Just how many shoes does one woman need? Apparently 19 fewer than were taking up my precious closet space yesterday. That still leaves me 29 pairs, including classic black pumps, Dansko wedges, Vibram barefoot running shoes, plaid Rocketdogs, and, of course, my Doc Martens.
For some people (men) shoes are just utilitarian. They have one pair for work and one for play. Some people are classy and just have a few really expensive pairs. But I buy shoes like I buy t-shirts, funky bracelets, or winter caps, that is, if it gives me that special happy feeling then it is welcome to join the family.
You know what else gives me a happy feeling? Getting rid of clutter. And since we are moving in two weeks I have been getting rid of lots of junk. Hence the 19 pairs of shoes stepping out to join some Goodwill shopper’s happy family.
As I am bagging things up to give away or throw out I am wondering why I have so much clutter. I blame it on having a big house. We have TWO rooms in the basement just for storage. They are like a giant version of those dumping ground drawers we all have in the kitchen. When we lived in a small apartment, space was at a premium and we couldn’t afford the clutter. But, over the last four years, it has been all too easy just to relocate rarely used kitchen utensils, old video game systems, and VHS tapes into the “coal room” in the basement. The coal room: a mausoleum for useless and obsolete items.

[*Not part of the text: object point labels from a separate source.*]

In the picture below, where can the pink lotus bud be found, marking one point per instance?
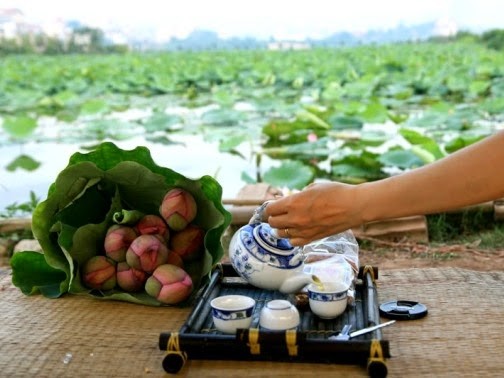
(188, 243)
(99, 272)
(169, 284)
(118, 240)
(146, 253)
(178, 208)
(153, 225)
(175, 259)
(130, 279)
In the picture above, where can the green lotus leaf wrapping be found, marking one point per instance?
(97, 189)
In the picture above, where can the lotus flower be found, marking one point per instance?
(146, 253)
(153, 225)
(169, 284)
(178, 208)
(117, 241)
(130, 279)
(99, 272)
(175, 259)
(188, 243)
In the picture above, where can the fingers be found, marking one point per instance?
(275, 207)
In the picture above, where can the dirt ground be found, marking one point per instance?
(396, 255)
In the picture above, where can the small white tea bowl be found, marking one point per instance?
(328, 300)
(230, 312)
(279, 315)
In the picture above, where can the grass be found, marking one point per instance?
(467, 227)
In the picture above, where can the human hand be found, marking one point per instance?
(316, 212)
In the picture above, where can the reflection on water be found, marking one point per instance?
(193, 159)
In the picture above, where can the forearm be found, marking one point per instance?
(469, 176)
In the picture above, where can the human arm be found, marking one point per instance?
(468, 176)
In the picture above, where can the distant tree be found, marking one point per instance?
(494, 39)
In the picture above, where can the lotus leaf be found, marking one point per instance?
(92, 193)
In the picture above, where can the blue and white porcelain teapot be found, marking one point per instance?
(265, 260)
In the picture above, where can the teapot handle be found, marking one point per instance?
(257, 216)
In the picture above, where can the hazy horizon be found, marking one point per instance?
(262, 19)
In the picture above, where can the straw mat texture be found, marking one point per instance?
(462, 336)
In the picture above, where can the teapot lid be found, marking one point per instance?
(266, 238)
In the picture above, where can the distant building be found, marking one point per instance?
(11, 20)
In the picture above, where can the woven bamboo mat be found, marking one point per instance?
(77, 336)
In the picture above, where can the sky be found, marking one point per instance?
(287, 19)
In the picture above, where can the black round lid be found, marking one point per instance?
(403, 310)
(268, 239)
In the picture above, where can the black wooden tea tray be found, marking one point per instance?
(199, 339)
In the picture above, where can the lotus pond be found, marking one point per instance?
(286, 118)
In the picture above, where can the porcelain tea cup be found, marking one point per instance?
(278, 315)
(230, 312)
(327, 300)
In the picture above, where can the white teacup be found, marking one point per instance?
(328, 300)
(279, 315)
(230, 312)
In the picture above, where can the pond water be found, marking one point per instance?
(193, 159)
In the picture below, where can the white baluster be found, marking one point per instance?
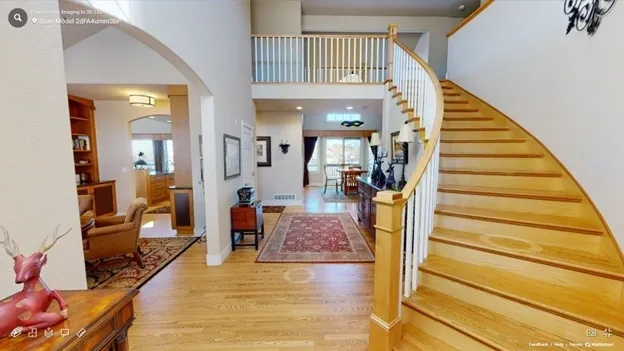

And speaking of useless, why do I still have bras in my underwear drawer? I mean, I have a few mastectomy bras, but I really don’t need to be hanging on to old push-up bras or demi-cups. I haven’t needed those since last December. Oh yeah, and those extra panties that I only wore once a month, you know, our grungerwear? I tossed those too, since I am officially in menopause. While I was at it I got rid of the jeans that were 3 sizes too small, because this is my body now and when I do lose weight I can reward myself by buying some new jeans. (And maybe some new shoes too.)
Hopefully I will have the energy to keep this purging up and not find myself, the day before the movers arrive, emptying whole drawers of mystery keys, broken rubber bands, and single batteries into boxes labeled “Kitchen Items.”